A scanning tunnelling microscope image of the layered manganite PrSr2Mn2O7
A scanning tunnelling microscope image of the layered manganite PrSr2Mn2O7. The small, regular corrugation corresponds to the atomic lattice: the larger, underlying modulations are associated with chemical inhomogeneities in this model material for fuel cell cathodes.
In a recent paper ("Imaging oxygen defects and their motion at a manganite surface"), researchers at the London Centre for Nanotechnology, in collaboration with the University of Geneva, Japan Science and Technology Agency and the University of Tokyo, have shown the first atomic resolution images of oxygen defects at a manganite surface, using ultra-high vacuum scanning tunnelling microscopy.

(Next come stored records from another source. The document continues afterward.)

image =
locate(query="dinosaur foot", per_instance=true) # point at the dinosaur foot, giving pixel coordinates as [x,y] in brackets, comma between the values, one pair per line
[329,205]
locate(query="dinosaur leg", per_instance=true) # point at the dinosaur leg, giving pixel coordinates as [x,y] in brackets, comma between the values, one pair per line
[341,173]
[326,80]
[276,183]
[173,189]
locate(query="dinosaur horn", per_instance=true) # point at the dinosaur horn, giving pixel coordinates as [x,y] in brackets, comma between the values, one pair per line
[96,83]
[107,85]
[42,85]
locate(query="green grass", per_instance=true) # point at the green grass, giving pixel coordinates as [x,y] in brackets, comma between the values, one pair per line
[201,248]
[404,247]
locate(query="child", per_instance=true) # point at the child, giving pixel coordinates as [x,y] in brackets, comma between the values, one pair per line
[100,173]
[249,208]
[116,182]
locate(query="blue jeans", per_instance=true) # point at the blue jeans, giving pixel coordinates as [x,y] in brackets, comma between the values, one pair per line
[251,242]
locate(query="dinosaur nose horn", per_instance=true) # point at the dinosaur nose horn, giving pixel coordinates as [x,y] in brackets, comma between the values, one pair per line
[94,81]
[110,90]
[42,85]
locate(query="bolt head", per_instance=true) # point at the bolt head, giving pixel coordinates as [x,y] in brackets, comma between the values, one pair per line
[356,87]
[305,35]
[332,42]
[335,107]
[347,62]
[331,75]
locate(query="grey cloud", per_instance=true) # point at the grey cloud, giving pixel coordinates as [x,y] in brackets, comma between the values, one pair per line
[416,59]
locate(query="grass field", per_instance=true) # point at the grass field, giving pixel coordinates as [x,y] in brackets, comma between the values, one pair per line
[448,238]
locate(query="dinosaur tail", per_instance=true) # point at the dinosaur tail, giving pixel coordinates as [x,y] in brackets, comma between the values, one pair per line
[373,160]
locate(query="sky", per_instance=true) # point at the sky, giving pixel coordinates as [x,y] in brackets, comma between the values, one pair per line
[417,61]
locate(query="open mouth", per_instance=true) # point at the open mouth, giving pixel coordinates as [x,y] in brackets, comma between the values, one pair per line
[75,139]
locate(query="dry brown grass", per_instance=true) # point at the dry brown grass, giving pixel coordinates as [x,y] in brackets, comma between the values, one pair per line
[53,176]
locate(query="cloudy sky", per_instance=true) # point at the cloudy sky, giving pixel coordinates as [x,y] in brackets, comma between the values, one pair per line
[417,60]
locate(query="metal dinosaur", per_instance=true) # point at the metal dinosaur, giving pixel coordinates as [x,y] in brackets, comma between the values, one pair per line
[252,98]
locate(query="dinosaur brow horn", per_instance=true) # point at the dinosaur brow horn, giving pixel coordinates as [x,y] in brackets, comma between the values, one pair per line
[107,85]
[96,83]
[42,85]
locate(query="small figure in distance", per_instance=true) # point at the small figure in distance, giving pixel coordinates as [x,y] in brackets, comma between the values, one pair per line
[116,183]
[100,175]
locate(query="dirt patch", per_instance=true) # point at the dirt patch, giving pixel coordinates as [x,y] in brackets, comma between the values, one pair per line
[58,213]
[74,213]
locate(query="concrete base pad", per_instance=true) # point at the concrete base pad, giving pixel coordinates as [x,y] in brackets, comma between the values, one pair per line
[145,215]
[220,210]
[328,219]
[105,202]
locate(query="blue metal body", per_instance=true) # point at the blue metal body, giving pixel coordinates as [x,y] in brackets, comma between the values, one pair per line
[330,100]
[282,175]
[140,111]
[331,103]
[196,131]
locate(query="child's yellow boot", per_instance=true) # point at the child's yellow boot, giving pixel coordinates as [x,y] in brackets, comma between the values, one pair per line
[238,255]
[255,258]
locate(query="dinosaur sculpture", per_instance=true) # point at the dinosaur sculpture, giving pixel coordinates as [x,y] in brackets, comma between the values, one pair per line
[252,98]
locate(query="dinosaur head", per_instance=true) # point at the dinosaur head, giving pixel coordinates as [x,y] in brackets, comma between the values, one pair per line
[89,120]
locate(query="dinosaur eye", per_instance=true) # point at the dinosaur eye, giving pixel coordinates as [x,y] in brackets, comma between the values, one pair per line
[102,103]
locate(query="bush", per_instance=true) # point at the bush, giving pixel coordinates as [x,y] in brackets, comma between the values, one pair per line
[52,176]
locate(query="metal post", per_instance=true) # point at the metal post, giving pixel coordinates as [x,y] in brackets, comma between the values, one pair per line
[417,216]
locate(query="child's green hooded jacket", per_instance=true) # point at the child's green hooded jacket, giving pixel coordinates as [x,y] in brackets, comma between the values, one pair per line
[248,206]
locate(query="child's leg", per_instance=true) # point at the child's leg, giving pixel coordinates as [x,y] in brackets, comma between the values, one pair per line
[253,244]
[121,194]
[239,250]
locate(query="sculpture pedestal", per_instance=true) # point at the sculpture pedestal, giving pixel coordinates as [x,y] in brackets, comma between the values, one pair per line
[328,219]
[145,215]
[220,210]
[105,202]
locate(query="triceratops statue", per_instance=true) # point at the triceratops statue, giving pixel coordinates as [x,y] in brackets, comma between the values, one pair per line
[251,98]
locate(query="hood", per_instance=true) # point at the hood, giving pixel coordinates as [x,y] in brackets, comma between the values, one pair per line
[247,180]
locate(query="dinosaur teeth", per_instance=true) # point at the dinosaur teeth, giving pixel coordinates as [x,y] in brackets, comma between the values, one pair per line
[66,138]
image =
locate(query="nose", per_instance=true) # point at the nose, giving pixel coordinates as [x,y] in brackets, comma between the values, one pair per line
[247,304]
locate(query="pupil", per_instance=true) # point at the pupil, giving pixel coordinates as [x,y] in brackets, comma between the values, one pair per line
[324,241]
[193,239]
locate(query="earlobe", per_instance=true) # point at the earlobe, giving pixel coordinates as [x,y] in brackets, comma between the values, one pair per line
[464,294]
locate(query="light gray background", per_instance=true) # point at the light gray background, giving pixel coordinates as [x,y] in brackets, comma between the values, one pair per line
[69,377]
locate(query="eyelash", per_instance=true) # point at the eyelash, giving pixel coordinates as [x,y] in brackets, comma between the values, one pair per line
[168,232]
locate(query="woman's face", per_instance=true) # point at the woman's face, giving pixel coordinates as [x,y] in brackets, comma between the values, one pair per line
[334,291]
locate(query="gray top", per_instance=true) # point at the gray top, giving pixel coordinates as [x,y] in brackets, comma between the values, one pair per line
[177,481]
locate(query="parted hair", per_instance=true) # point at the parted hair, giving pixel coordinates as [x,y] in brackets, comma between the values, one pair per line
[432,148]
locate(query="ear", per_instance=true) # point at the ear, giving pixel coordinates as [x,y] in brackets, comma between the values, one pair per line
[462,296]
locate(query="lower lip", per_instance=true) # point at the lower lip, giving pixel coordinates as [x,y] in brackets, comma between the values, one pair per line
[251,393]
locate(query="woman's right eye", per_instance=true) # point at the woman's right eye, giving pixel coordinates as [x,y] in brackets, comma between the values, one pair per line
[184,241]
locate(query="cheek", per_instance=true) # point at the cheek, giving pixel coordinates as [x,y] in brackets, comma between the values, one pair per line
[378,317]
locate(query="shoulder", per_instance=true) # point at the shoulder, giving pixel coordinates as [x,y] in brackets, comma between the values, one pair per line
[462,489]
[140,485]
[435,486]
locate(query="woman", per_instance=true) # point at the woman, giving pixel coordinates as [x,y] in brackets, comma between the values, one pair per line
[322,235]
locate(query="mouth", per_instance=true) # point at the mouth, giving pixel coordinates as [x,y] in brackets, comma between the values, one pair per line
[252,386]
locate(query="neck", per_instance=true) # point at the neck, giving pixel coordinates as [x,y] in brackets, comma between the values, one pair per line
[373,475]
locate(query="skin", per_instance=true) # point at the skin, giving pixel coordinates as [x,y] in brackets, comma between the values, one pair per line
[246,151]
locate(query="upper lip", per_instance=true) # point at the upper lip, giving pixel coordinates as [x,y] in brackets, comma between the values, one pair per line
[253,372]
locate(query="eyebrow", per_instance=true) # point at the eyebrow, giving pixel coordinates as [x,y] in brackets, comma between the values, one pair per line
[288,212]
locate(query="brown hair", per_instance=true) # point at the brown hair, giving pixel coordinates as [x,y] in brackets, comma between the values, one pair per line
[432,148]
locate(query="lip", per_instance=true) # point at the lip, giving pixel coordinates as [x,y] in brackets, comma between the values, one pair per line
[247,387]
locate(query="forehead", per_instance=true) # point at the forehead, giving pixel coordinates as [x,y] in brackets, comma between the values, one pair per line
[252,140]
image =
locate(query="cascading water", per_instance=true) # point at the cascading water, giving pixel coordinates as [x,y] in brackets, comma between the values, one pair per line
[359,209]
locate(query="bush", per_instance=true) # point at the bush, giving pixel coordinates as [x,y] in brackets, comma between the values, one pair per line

This experiment revealed an atomically flat surface for the layered manganite PrSr2Mn2O7, and also a surface with defects, identified as oxygen adatoms and vacancies. Defect dynamics, including oxygen adatom migration, vacancy-adatom recombination and adatom bistability, were observed using time-resolved scanning tunnelling microscopy and spectroscopy. These data provide an experimental basis for testing models of oxygen migration at transition-metal oxide interfaces, and thereby suggest future strategies for optimizing catalytic reactions at manganite surfaces.